Yesterday, those two planes quiety slipped out of Jakarta, on to the next stop, following the Wizard of Oz and sopping up the money left behind.

To be sure, the Obama circus is grand theater. He has a good voice and can masterfully read TelePromTrs. He's handsome and charismatic, and was chosen for the job precisely because cameras tend to point at him and not at the Wizard of Oz. In the global media, there are stories upon stories about diplomacy, and human interest tales of baby-kissing, and chuckles about the one or two gaffes, but the real story is on the four aircraft that are part of the road crew, the people behind the scenes controlling your perception and doing the real business of the show in front.

Think of the whole thing like a circus. The MC, in the center ring and with a flashy suit and spotlight, with his melodious voice, keeps you entranced and focused on the dog and pony show. Meanwhile, in the dark and away from the direct attention of the crowd, the stagehands are preparing the ringing, positioning props, laying out costumes, and cleaning up elephant dung. Out front, the box office folks are counting the money, filling out the ledger, getting a head-count on the audience, and wrapping up the business. The performers are concentrating on their upcoming roles, checking costumes and make-up, making sure everything they need to perform is in place, and focusing their minds on the job at hand.

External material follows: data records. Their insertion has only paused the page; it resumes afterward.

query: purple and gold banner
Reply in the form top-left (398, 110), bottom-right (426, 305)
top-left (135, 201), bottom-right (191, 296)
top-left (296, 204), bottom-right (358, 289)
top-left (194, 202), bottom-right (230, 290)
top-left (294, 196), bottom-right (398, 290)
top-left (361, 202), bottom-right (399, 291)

What you see seems effortless and spontaneous. The acts go off with nary a hitch. The music is timed perfectly. The MC speaks his hypnotic lines with perfection. But if you turn you gaze just slightly to the side and peer into the darkness in the next ring, you'll see dark-suited figures scurrying around setting up for the next act. If you do this enough, you can start to anticipate not only where but what the next act will be. If you squint into the vomitorium, you can see the upcoming performers getting into position. If you glance up to the orchestra, you can see the page-turners preparing the music sheets for the next piece. If you look up, you can see rigging and props flying in and out getting into position for the next piece.

You'll see it, but the rest of the crowd will only see an MC, and a dog and pony show.

The Wizard of Oz is the real show. He's in the background counting the box office. That's what the whole show is about. Oh sure, you get a smile. Your kids are thrilled and entertained. The wife is happy to be out of the house. But, the whole reason for this spectacle is to separate you from some cash. All the acts and cotton candy and clowns are there to tickly you into opening your pocket book just wide enough to spill some bills.

Try my trick. While everyone else is watching the center ring, turn your eyes just slightly to the side. You'll be amazed at all the action behind the scenes. I personally think it's more interesting than the show.

Oh, and remember those 34 warships following the circus? No, they aren't guarding the precious President. No, they aren't there to intimidate the world into submission (although there is some bonus effect). They are there to guard the cash box all the way to the bank. After all, that's the whole reason for the show.